The big picture macro effect will assuredly be fewer low wage jobs. At $10 an hour, the number of lost jobs is likely to be small. At $15 an hour, the number could be material. You can argue that natives and legal immigrants will suffer the jobs losses and that raising the minimum wage will accelerate the displacement of legal workers by illegal. That's a stretch, but not inconceivable. A more likely outcome is that a shrinking supply of unskilled jobs will (eventually) make the U.S. a less desirable place to enter (legally or otherwise).

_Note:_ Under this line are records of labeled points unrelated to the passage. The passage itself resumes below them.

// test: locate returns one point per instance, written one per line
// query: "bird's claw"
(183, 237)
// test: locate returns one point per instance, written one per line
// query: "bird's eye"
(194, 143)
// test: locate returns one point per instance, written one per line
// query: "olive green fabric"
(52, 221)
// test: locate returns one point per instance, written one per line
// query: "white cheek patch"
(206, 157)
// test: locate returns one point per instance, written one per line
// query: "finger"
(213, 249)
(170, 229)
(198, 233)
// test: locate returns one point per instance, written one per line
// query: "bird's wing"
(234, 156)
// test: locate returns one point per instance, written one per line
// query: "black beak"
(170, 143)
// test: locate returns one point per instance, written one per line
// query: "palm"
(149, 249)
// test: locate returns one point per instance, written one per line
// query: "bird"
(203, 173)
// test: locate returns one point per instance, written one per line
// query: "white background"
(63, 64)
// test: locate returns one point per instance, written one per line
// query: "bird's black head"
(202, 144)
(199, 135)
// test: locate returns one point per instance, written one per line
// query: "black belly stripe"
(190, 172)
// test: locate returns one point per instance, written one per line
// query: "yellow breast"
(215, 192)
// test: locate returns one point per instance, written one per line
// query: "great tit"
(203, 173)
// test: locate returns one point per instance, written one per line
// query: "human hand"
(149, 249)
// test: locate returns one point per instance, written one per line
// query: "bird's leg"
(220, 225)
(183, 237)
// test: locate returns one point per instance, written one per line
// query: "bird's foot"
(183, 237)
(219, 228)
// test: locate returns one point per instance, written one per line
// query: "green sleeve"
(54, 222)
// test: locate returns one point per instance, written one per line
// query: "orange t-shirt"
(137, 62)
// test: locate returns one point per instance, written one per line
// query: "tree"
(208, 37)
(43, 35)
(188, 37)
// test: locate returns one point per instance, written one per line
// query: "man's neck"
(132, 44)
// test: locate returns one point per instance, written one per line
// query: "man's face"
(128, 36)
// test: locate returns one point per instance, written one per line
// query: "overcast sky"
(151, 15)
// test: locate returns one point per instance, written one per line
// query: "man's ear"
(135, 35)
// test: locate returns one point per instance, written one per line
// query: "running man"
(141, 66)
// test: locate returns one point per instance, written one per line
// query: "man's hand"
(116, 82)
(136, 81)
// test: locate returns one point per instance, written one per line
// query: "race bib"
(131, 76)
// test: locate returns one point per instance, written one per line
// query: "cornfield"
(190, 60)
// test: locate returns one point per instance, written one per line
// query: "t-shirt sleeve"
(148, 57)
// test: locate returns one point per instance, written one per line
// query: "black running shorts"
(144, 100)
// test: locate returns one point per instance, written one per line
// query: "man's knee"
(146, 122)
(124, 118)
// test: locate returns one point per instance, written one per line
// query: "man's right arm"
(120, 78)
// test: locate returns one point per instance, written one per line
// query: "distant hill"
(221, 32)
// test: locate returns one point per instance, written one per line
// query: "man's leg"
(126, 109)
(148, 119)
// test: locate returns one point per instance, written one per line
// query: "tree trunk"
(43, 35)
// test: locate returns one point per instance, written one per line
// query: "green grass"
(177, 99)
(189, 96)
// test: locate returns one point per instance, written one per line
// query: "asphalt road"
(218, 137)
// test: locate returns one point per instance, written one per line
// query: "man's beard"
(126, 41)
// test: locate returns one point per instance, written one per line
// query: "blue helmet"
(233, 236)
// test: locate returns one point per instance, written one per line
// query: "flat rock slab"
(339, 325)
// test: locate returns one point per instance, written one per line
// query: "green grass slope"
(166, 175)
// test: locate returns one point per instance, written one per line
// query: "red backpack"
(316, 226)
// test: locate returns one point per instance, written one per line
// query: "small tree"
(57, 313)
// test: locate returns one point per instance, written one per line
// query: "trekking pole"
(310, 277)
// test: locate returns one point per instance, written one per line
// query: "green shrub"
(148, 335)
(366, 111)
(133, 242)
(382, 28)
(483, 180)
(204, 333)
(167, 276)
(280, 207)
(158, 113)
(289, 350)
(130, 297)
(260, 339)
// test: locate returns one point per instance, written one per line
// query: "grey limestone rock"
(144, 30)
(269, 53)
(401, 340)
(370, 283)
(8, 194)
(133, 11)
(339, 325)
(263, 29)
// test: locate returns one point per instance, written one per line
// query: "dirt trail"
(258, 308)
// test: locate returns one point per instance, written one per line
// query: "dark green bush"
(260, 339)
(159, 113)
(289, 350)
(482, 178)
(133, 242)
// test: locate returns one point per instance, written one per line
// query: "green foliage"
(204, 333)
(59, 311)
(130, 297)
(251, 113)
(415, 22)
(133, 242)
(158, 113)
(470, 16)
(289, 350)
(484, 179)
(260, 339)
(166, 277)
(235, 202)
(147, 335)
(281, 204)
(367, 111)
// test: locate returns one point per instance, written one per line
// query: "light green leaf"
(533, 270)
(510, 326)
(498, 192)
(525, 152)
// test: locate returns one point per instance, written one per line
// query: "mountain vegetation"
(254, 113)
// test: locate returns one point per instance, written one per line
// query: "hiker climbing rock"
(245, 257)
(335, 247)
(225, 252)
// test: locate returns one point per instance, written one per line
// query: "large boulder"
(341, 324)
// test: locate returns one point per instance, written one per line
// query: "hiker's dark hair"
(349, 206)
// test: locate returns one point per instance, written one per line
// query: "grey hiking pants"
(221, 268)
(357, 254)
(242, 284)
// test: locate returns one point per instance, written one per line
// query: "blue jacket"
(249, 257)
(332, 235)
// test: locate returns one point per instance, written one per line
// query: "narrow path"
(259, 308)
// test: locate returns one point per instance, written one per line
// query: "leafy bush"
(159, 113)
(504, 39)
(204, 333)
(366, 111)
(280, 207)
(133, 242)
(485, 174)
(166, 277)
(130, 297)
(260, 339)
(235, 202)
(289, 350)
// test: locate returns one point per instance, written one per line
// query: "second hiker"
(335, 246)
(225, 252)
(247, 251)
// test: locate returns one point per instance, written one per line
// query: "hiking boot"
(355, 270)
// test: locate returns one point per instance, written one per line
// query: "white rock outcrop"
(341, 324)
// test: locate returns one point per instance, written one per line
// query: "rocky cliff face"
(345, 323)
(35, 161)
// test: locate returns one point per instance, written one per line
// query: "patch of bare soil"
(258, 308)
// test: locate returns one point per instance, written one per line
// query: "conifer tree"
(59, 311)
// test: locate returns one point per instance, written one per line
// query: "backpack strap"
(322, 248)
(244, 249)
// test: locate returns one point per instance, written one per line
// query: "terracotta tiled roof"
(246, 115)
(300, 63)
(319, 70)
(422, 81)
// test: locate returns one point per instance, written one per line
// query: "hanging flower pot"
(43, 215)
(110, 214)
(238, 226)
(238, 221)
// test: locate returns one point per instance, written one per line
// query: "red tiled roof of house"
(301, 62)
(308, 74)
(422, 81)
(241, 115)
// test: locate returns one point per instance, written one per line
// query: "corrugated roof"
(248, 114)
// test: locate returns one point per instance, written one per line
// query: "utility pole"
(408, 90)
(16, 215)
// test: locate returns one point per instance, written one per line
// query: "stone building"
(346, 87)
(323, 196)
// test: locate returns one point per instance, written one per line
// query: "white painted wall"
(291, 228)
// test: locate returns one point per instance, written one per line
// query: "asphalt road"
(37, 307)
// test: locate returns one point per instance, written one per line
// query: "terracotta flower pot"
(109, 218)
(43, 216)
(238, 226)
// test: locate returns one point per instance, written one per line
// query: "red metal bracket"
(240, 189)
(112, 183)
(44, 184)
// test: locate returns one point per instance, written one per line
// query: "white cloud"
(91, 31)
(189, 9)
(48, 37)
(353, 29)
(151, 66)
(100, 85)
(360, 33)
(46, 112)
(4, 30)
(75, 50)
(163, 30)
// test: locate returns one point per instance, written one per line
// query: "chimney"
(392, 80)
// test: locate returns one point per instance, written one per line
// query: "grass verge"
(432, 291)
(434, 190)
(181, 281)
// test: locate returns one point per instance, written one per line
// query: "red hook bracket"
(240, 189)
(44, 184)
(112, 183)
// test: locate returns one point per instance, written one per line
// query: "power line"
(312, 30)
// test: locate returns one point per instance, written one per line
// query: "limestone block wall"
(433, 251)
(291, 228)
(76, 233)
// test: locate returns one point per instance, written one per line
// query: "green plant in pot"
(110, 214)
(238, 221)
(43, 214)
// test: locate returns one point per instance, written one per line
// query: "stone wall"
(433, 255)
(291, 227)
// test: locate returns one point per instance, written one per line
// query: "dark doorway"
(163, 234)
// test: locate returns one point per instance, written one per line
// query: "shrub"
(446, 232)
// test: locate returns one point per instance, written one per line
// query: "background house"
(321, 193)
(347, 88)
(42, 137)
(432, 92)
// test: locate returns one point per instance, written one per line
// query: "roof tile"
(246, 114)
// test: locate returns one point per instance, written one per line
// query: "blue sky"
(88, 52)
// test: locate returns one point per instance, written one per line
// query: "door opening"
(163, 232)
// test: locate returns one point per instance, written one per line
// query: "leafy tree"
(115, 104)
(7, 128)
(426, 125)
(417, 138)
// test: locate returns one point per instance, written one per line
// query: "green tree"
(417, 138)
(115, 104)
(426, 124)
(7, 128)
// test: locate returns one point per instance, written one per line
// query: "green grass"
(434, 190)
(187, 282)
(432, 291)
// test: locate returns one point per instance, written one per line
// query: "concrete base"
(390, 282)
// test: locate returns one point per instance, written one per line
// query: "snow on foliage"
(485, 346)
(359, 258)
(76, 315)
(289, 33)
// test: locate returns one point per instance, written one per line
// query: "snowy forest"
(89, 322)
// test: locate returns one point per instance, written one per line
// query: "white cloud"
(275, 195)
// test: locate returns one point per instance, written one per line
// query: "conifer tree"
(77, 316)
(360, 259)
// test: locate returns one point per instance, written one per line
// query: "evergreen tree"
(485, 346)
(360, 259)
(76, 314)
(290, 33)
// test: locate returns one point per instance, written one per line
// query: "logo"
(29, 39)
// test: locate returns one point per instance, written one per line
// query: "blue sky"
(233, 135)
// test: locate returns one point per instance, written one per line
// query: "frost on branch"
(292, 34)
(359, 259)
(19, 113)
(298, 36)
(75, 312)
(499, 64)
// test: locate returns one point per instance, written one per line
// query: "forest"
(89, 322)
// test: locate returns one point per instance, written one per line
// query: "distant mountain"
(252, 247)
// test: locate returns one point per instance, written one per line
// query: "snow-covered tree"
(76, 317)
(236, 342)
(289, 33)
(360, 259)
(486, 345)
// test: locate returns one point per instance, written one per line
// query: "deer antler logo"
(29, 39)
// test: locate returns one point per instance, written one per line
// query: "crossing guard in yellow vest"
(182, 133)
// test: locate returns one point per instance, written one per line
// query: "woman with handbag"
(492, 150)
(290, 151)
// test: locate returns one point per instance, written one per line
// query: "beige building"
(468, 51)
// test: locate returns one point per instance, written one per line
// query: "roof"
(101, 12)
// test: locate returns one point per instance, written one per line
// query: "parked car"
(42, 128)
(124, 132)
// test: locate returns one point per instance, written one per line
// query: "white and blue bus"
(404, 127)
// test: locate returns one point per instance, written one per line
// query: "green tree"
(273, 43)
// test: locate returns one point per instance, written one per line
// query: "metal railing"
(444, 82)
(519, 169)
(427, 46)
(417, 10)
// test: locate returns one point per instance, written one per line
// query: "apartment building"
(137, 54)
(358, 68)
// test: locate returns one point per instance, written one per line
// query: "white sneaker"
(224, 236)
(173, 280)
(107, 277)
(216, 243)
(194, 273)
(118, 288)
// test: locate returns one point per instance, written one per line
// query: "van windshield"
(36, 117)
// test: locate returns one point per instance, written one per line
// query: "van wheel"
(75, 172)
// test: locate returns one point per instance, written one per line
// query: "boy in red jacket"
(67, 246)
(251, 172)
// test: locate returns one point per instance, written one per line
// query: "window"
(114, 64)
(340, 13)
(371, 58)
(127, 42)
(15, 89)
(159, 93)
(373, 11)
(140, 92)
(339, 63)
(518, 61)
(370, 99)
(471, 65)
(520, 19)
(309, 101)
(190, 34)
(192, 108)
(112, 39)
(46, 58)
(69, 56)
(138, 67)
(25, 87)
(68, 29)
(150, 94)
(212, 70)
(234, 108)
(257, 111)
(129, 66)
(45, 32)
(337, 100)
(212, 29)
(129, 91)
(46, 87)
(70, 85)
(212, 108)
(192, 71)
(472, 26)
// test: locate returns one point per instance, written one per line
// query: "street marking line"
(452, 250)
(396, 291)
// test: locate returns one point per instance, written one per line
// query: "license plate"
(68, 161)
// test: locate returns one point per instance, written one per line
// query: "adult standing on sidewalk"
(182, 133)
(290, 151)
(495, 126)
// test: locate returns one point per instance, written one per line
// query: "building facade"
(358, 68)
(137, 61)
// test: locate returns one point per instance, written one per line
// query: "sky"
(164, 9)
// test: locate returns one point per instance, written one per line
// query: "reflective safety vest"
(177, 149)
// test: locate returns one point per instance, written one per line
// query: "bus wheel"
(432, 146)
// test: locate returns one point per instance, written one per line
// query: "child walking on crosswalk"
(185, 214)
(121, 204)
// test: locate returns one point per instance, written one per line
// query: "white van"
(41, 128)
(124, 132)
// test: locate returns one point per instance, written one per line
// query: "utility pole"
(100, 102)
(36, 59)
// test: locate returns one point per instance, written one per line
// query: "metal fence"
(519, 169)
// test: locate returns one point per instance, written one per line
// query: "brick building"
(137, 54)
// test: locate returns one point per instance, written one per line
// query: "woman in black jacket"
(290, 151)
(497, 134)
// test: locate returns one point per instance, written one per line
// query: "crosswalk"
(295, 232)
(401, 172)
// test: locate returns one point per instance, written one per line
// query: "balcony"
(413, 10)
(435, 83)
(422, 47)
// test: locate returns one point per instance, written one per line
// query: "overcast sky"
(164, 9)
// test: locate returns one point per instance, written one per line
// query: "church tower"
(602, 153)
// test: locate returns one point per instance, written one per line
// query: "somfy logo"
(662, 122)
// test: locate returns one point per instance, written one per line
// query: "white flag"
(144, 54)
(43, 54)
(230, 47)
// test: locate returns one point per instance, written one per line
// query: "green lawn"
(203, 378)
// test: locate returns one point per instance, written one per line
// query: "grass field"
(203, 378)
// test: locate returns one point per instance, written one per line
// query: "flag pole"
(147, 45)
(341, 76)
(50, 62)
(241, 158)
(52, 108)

A more subtle point is that a higher minimum wage makes low-skilled immigration less attractive to higher income workers. In other words, at $10-15 hour low-skilled immigrants can't provide cheap lawns and meals but still impose almost all of the same social and tax costs. The average middle-class American hasn't done a detailed cost benefit analysis of unskilled immigration. However, most folks do seem aware that low-skill immigrants make dry cleaning cheaper and are also a taxpayer burden. Raising the minimum wage shifts that calculation.

Why it's a Good Idea

A sensible country rewards work and minimizes dependency. Raising the minimum wage does both. For decades the U.S. has steadily reduced the rewards for unskilled labor and tried to compensate by relentlessly expanded the welfare state (food stamps, WIC, Medicaid, public housing, EITC, etc.). Only one of those programs (the EITC) is tied to work. The rest are either independent of labor force participation or discriminate against working (you lose benefits via employment).

The results have been disastrous, to say the least. Time to change direction.

Thank you

P.S. The above are serious arguments. A less impressive point, is that raising the minimum wage to reduce immigration will make all of the Open Borders Libertarians crazy. Steven Landsburg will have a nervous breakdown. Matt Yglesias will go insane trying to decide if he should support or oppose such a scheme. 
P.S.S. Middle-class American appear oblivious to the impact of immigration on housing costs, but are acutely aware of the impact on schools.
Okay, but my experience serving on a jury in 2006 was that the state of California has trouble even putting immigrant used car dealers in jail for blatant sales tax fraud. I was the only juror to vote to convict the president and CEO of a used car dealership that had embezzled $2 million in sales taxes owed Sacramento.
Farm employers in California have lots of experience using Farm Laborer Contractors as middlemen to shield them from getting in trouble for violating various laws that are supposed to protect migrant workers.